He leaves the dinghy behind. He walks to the edge of the water, removing his shoes and socks, and lets the sea wash over him. The waves are calm, tidy things, peaceful. Stede is about to close his eyes when he spots it. The water is all warm hues of orange, but there's something else there too, something bright and vivid and red like blood. It comes straight to him, washing up and settling on his ankle. 


Stede reaches down and takes it in his fingers. It’s a sodden piece of silk, with tatty edges from its journey through the waves, a hole in the center that needs patching. It’s small, like a pocket square, maybe, but not cut like a pocket square. It looks as though it's been torn from a larger piece of fabric, never hemmed or made into anything other than what it is. 


It hits him then, like a wave breaking on sand, loud as thunder when it crashes, then trickling away into little rivulets flowing back home,  murmuring one word over and over and over. 

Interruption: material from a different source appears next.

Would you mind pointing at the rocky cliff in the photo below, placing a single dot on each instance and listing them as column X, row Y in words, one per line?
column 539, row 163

The problem is, Stede doesn’t recall ever having met anyone named Ed. But the name is so familiar, so dear that he has to speak it out loud, to taste it on his tongue, to see how it fits in his mouth, so he does, and something deep in his soul opens like a locked chest, revealing a dark, empty space that Stede suspects was not always empty. 


It's the little piece of silk that decides it, in the end, and the name repeating itself endlessly in the caverns of his mind, in a blank space he didn’t know was blank until this very moment. 

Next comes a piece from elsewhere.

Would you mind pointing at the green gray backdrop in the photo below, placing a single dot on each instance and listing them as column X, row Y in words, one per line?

There are fine things on the sea. And Stede Bonnet is going to find them. 



Of course, this is easier said than done. After all, Stede is just one man alone, in a very small dingy, on the very, very large ocean. He does not, however, let this dissuade him. Stede has been dreaming of leaving his life behind for years, perhaps since the very moment he could form the desire to leave it in the first place. And despite the sunburns, despite the burst blisters on his palms from rowing, despite the constant taste of salt in his mouth that cuts into his burnt, chapped lips and all but sizzles, he’s content. 

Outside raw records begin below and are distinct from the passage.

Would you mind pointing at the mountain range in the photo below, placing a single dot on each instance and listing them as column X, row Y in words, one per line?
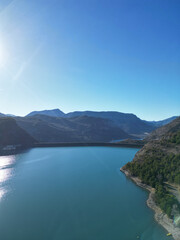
column 88, row 126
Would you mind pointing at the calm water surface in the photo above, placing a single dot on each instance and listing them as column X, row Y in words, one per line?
column 72, row 194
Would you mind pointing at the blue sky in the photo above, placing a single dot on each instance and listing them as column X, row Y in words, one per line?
column 120, row 55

He is also indescribably lonely. 


Stede is no stranger to loneliness. He’s been lonely nearly all his life. But this loneliness seems somehow sharper than the rest, sharper than he’s ever known. It's not like it was when he was a child, when he could find comfort in flowers and the pages of a book when the other boys were cruel. It's not even like it was when he first got married, when Mary walked the halls of the house like a ghost and Stede secluded himself in his study. This loneliness is an ache, a yearning, as though he’s known something different, as though he’s known what it is to belong and had it ripped away. 


How that could be, Stede has no earthly clue. After all, how could a man who’s never belonged anywhere find a place to belong here, in the vast reaches of the sea?


He dismisses it entirely as something childish, something that Mary has placed in his head with the mention of him running away months ago to become a pirate. Of course he’d yearn for that, of course he’d dream of being a competent pirate and a beloved captain, of course he’d want it to be like the stories he’d escaped into as a boy. But Stede knows himself. He knows that he would have embellished the story for Mary and the children. It's more than likely that he wasn’t a pirate at all, that he sailed somewhere and got stranded, or drank himself stupid in a shitty bar for months, and then came home. A midlife crisis, certainly. But the chances of Stede having left home and somehow fulfilled his ultimate destiny? It's laughable. 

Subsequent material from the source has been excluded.